SILVERSTONE, U.K. — Formula One is considering bringing back in-race refueling as part of rule changes from 2021 and Jean Todt, the president of the governing FIA, said on Friday he would be in favor.

Refueling was banned in 2010 for cost and safety reasons and attempts to reintroduce it since then, to make the cars lighter and faster as well as give teams more strategy options, have failed.

“Cars are probably becoming a bit too heavy,” Todt told reporters at the British Grand Prix. “That is something we discussed.

“I am pushing for analyzing what it would mean if we reintroduced refueling,” added the Frenchman. “Because if you reintroduce refueling then you will have lighter cars at the start of the race and you can have smaller cars.”

Mercedes’s five-times world champion Lewis Hamilton, who recently attended a meeting of Formula One stakeholders to discuss rule changes, has often complained of the cars being too big and heavy.

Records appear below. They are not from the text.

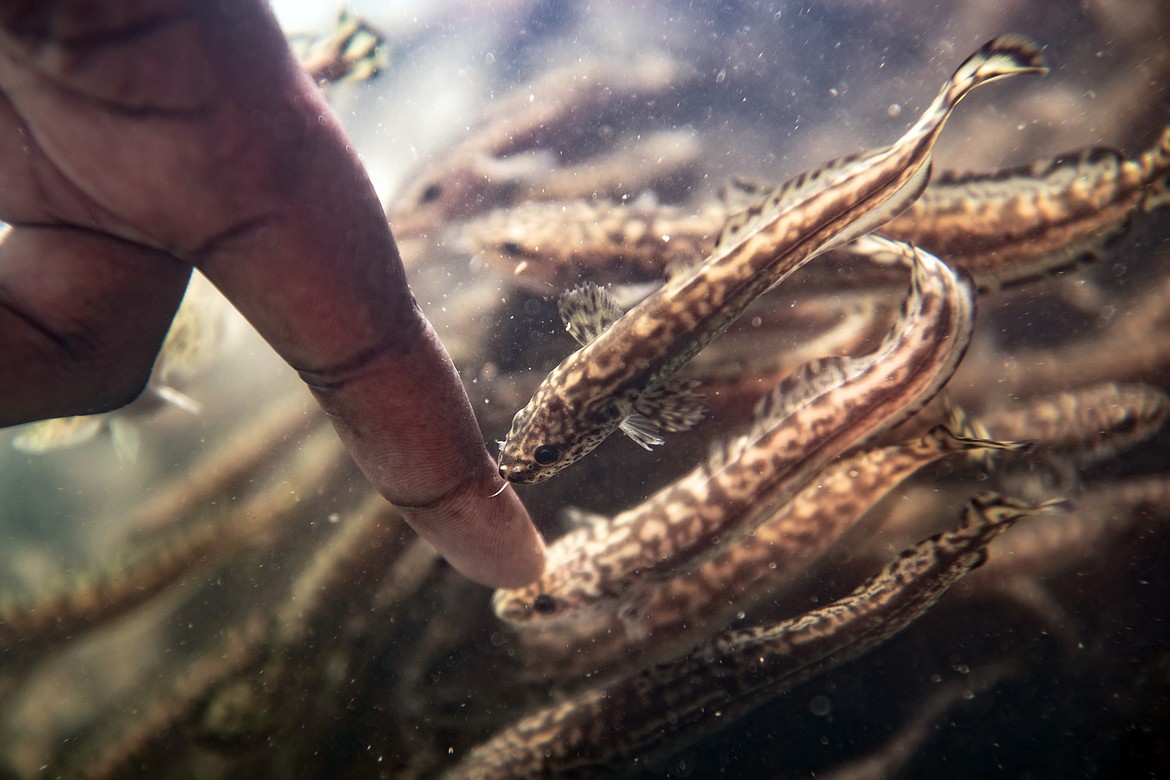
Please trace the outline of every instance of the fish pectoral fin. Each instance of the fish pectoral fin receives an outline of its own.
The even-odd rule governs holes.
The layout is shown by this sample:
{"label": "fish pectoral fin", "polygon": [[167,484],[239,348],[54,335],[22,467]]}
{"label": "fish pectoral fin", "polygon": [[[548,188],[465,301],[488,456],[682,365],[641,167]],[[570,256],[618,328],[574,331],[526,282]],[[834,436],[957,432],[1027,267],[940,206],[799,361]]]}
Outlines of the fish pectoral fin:
{"label": "fish pectoral fin", "polygon": [[618,429],[633,439],[634,443],[645,450],[666,443],[666,440],[660,435],[662,432],[659,427],[636,412],[622,420]]}
{"label": "fish pectoral fin", "polygon": [[159,400],[165,401],[173,407],[180,408],[188,414],[199,414],[202,412],[204,407],[199,401],[191,398],[186,393],[174,389],[170,385],[150,385],[146,391],[157,396]]}
{"label": "fish pectoral fin", "polygon": [[776,185],[763,179],[732,177],[720,187],[718,199],[729,209],[742,212],[776,189]]}
{"label": "fish pectoral fin", "polygon": [[673,377],[645,391],[634,401],[634,412],[662,430],[690,430],[703,419],[706,403],[695,392],[694,379]]}
{"label": "fish pectoral fin", "polygon": [[110,417],[110,440],[113,442],[113,451],[123,463],[137,463],[138,453],[142,450],[142,435],[138,426],[123,420],[122,417]]}
{"label": "fish pectoral fin", "polygon": [[560,296],[557,309],[565,330],[581,346],[605,332],[625,313],[612,295],[592,282],[578,284]]}
{"label": "fish pectoral fin", "polygon": [[591,512],[579,506],[565,506],[560,510],[560,517],[571,529],[592,529],[610,523],[607,516]]}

Drivers also dislike having to ease off the throttle to save fuel rather than being able to go flat out.

Refueling has in the past required heavy rigs and extra pit crew to operate them, with associated costs of flying the equipment around the world. There are also safety considerations, with pit lane flare-ups a danger.

Teams voted on the matter in 2015, with a proposed reintroduction from 2017, but decided collectively it would not be a good move.

“Sometimes I hear that it will be more expensive and honestly it makes me smile,” said Todt.

“When I see the size of the (team) motorhomes, I don’t think that it’s really the price which will be a killer.”

Teams use lavish ‘motorhomes’, some of them glass fronted palaces that run to three tiers and are a long way from the original mobile homes, as their paddock headquarters and to wine and dine VIP guests.

When questioned further, Todt said his personal feeling was that “we should go for refueling”.

“But then I’m happy to have a very good investigation, with a plus and minus which we will do,” he added.

In other comments, the former Ferrari team boss said he did not feel Formula One needed any drastic reinvention for the future.

He said that while track testing had been cut back, there was now too much carried out back at the factories on simulators.

“Day and night people are putting gear-boxes and engines on simulator facilities. Then you have 40, 50, 60 people in the factory analyzing… I think it’s not something we need,” he added.

Regarding a possible expansion of the calendar beyond 21 races, the Frenchman said it was “not so much a question of what is a good number but good venues.”

He welcomes a new five-year deal for Silverstone as a triumph of common sense and said he was “not so worried” about the Italian Grand Prix at Monza, another historic venue, for similar reasons.